Barbarians at the Times

A.G. Sulzberger
A.G. Sulzberger, chairman of The New York Times Company. Photo: Stephanie Keith/Getty Images
William D. Cohan
August 14, 2022

It’s a bit curious to see the activist investor ValueAct Capital targeting The New York Times Company, after building a sizable 6.7 percent stake in America’s most venerable media company. The goal of any activist, after all, is to amass a meaningful stake in a public company in order to leverage that ownership into getting management and the board of directors to do the things you want them to do. Once caricatured as corporate raiders (and not always inaccurately), these shareholders often provide a necessary cleansing of the toxins that often build up in a corporate ecosystem. 

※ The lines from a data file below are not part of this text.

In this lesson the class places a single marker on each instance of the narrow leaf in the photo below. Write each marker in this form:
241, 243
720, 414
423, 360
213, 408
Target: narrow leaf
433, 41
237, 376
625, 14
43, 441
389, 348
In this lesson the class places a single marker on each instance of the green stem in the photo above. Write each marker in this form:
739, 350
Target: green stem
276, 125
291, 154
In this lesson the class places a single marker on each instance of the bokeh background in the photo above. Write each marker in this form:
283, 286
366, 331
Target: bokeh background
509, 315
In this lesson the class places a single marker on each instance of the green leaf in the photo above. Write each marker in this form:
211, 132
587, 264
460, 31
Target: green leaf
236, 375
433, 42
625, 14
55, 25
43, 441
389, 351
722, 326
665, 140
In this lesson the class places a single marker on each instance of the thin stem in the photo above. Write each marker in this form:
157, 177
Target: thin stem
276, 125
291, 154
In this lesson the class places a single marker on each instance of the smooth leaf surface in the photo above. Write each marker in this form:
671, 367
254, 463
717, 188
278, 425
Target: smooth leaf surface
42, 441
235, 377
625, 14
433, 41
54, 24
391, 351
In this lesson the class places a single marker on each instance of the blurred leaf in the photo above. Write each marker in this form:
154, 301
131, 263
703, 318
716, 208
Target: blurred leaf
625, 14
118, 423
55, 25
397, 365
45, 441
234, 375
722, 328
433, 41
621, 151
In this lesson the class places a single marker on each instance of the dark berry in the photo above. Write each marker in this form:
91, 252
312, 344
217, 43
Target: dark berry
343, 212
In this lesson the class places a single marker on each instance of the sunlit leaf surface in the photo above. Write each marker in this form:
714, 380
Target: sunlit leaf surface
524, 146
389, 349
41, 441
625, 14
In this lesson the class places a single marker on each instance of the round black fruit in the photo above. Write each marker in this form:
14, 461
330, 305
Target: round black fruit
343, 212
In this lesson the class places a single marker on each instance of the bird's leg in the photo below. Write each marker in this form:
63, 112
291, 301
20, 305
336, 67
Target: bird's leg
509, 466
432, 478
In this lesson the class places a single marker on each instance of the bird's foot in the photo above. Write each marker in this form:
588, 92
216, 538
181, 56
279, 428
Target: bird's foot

But the Times has proved famously immune to outside influence. The OchsSulzberger family, which has owned the paper for more than a century, created the template for ironclad control. The family owns only 3.4 percent of the company’s Class A shares, but nearly 95 percent of its Class B shares, allowing them to appoint 70 percent of the New York Times Company board of directors. (The largest Class A shareholders are Vanguard, with 9.5 percent, and BlackRock, with 8.3 percent.) It’s the same sort of stock structure that allows Shari Redstone to control Paramount Global or Mark Zuckerberg to control Meta. I’m not a huge fan of dual class stock structure for this very reason; it’s not good governance and fails to align economics and control. But it has proliferated in recent years and, to a large degree, we have the Sulzbergers to thank for that.